Ma ela não sorri. Não que esteja sizuda, apenas parece... cansada, o tipo de cansaço que você vê comumente nos pontos de ônibus, de manhã. Do tipo que parece dizer que horas de riso são poucas, e privadas; não devem ser mostradas a qualquer um. Continuamos descendo. O pescoço elegante termina em ombros fortes que por sua vez vão a braços exatos e terminam em mãos de linhas finas mas calejadas, o tipo de membros encontrados nas classes campesinas, acostumado com a lide diária. Provavelmente trabalha numa fábrica, serviços de costura. Ou então é faxineira contratada por empresas de serviço para limpar prédios. Pode ainda ser diarista, embora poucas mulheres fossem loucas de colocar alguém assim para conviver com seus maridos e filhos.
O tronco... cirúrgica e rapidamente falando: seios fartos passando por uma barriga que não é exatamente uma tábua (está algo acima do peso) e terminando em coxas e batatas da perna grossas lindamente torneadas. A despeito do que qualquer outra mulher possa dizer ela não é gorda. Nem “cheinha”. Ela é voluptuosa, ou como dizem algumas classes, “parruda”. O tipo de beleza que fazia sucesso na época da Marilyn Monroe.
Gorda, algumas ainda diriam.
Prá fim de conversa, ela diria para qualquer pessoa que lhe olhasse com desdém: “Pois fique sabendo que até hoje ninguém reclamou, viu?”. E nós homens concordamos com ela. Dá-lhe garota! Por fim pés pequenos mais meio grosseiros.
Cobrindo-lhe o corpo (e descontando a roupa de baixo), temos uma blusinha de manga curta branca com uma blusa de malha rosa por cima, tendo estampado o desenho do Leitão.
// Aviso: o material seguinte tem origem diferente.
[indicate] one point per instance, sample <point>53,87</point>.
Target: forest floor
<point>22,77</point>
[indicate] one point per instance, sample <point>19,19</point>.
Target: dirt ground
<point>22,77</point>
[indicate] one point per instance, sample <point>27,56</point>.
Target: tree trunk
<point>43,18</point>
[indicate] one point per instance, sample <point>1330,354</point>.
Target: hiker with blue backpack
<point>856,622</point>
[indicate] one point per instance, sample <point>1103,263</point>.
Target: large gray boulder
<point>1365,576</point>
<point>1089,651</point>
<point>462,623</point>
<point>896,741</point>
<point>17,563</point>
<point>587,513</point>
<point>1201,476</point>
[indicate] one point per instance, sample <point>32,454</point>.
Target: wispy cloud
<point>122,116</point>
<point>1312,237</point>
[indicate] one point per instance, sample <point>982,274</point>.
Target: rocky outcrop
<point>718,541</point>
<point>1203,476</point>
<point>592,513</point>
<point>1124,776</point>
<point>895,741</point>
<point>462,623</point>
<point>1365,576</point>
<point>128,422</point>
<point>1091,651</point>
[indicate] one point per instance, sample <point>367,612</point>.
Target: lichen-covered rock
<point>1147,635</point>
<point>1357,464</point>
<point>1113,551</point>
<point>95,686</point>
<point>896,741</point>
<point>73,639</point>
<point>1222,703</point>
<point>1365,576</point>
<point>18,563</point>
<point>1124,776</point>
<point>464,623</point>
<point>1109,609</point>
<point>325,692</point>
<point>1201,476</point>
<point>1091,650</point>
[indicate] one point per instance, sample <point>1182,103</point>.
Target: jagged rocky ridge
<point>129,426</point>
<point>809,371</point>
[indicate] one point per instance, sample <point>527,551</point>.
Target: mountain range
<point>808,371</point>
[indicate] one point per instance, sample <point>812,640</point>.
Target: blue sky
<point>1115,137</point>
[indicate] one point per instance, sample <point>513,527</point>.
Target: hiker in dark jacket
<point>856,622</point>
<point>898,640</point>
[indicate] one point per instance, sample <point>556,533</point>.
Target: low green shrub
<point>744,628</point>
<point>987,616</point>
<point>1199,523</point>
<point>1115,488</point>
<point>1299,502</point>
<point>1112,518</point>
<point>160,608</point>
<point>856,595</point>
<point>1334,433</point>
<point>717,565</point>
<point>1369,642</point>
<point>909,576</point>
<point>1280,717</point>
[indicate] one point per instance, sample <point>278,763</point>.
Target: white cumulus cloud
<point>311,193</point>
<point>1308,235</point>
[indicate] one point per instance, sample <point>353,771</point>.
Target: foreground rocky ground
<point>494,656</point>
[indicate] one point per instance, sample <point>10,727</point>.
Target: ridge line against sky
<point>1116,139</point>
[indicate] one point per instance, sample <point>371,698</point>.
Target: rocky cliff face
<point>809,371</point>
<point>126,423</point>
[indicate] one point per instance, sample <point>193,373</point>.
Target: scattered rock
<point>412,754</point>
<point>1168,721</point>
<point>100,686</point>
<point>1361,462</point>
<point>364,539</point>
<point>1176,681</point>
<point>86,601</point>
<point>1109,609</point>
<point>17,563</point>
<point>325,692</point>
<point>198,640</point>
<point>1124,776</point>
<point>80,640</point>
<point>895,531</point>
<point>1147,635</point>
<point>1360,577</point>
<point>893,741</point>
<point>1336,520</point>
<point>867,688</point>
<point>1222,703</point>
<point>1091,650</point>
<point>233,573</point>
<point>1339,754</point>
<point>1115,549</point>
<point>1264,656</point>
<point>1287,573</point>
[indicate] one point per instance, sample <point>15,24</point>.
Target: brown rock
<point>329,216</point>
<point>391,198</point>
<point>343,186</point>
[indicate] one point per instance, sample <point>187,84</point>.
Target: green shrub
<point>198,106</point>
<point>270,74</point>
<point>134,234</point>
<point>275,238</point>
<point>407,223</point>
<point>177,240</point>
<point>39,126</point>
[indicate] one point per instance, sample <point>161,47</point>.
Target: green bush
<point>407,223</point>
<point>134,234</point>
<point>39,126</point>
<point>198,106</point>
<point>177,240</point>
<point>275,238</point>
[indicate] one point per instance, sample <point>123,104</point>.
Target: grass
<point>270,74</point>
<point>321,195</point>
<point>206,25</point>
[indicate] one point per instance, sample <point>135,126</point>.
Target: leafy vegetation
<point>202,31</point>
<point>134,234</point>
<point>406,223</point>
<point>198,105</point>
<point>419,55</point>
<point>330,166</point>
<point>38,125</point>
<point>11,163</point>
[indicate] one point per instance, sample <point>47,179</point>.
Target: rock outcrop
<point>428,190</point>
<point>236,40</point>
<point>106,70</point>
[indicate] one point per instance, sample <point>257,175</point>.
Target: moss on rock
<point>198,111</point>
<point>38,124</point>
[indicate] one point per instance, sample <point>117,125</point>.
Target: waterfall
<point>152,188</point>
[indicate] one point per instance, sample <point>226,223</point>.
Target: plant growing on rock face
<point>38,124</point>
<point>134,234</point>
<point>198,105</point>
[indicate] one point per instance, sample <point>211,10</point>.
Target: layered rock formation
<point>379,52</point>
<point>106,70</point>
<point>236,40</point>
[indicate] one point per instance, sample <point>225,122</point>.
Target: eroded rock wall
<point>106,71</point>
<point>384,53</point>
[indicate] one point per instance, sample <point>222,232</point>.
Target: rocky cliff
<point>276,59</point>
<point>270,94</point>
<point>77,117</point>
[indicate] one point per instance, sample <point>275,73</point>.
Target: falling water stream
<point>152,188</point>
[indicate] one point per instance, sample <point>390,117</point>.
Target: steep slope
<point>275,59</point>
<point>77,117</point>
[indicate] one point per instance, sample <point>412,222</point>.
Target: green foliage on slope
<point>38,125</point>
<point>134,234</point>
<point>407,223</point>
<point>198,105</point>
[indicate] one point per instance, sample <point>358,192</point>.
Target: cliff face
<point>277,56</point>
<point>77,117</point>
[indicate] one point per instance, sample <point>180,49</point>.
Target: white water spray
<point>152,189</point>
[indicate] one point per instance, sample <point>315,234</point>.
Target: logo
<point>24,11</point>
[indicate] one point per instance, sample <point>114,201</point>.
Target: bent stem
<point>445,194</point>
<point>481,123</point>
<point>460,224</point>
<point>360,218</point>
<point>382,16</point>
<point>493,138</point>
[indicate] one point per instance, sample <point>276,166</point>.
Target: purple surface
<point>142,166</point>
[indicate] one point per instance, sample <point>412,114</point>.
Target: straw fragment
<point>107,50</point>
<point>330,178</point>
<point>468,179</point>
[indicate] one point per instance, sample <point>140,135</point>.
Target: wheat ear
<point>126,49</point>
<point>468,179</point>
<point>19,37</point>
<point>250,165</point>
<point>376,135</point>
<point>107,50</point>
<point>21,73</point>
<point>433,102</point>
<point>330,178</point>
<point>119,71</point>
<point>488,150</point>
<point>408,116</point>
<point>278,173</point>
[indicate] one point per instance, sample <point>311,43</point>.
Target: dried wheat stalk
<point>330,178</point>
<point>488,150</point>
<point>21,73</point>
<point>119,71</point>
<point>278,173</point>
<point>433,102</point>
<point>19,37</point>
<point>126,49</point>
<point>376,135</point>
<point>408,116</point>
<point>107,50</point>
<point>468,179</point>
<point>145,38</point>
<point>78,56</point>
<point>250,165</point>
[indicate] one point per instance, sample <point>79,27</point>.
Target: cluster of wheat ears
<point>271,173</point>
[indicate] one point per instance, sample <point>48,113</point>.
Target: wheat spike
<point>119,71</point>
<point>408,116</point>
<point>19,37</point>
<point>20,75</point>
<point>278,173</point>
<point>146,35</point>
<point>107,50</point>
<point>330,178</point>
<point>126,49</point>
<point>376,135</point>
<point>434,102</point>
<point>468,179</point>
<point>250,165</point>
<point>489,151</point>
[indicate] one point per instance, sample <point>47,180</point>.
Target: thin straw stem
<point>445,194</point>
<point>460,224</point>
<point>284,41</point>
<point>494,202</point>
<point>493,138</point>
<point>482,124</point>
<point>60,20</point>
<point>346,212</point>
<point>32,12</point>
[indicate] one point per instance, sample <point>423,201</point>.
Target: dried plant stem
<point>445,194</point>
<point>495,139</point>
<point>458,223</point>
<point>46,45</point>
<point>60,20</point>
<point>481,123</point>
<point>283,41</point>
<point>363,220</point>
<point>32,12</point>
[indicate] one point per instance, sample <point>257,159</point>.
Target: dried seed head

Calça capri preta
“Capri não; corsário! Seja mais moderno, né?”.
Ok. Você que sabe, afinal a roupa é sua.
Como eu ia dizendo , uma calça corsário de tecido preto, uma meia branca baixada junto ao tênis preto simples. A tiracolo carrega uma bolsa média de nílon preto na qual ela carrega o celular, que tem um badulaque qualquer do Puf... Não, da Hello Kitty. Alem disso carrega os documentos (numa carteira), vale transporte, caneta e bloco, um kit “de emergência” para situações delicadas, além de um rádio com fones de ouvido que já está fazendo hora extra, e só não foi substituído por um MP3 player por falta de verba para a aposentadoria. As roupas parecem meio velhas, porque ela vai trabalhar, e não é nenhuma “desfrutável”. As roupas boas ficaram para quando vai às baladas procurando o príncipe encantado ou quando vai à igreja (não importa se é católica, evangélica ou protestante, ela comparece todo o domingo a uma igreja, e quando faz isso vai com as roupas boas, ponto).
Pronto. Agora só falta um nome. Tem que ser algo brasileiro e simples, que reflita a realidade a nossa realidade, algo meio Macabéa. Não pode ser Maria, tem de ser algo mais produzido. Já sei, Anamaria. Por quem sonhas, ó bela? Enfim. Temos finalmente um personagem: Anamaria. Lá vai ela, Anamaria, uma mulher, muitas mulheres, descendo a rua de casa para pegar o ônibus e ir trabalhar numa manhã sonolenta do Brasil.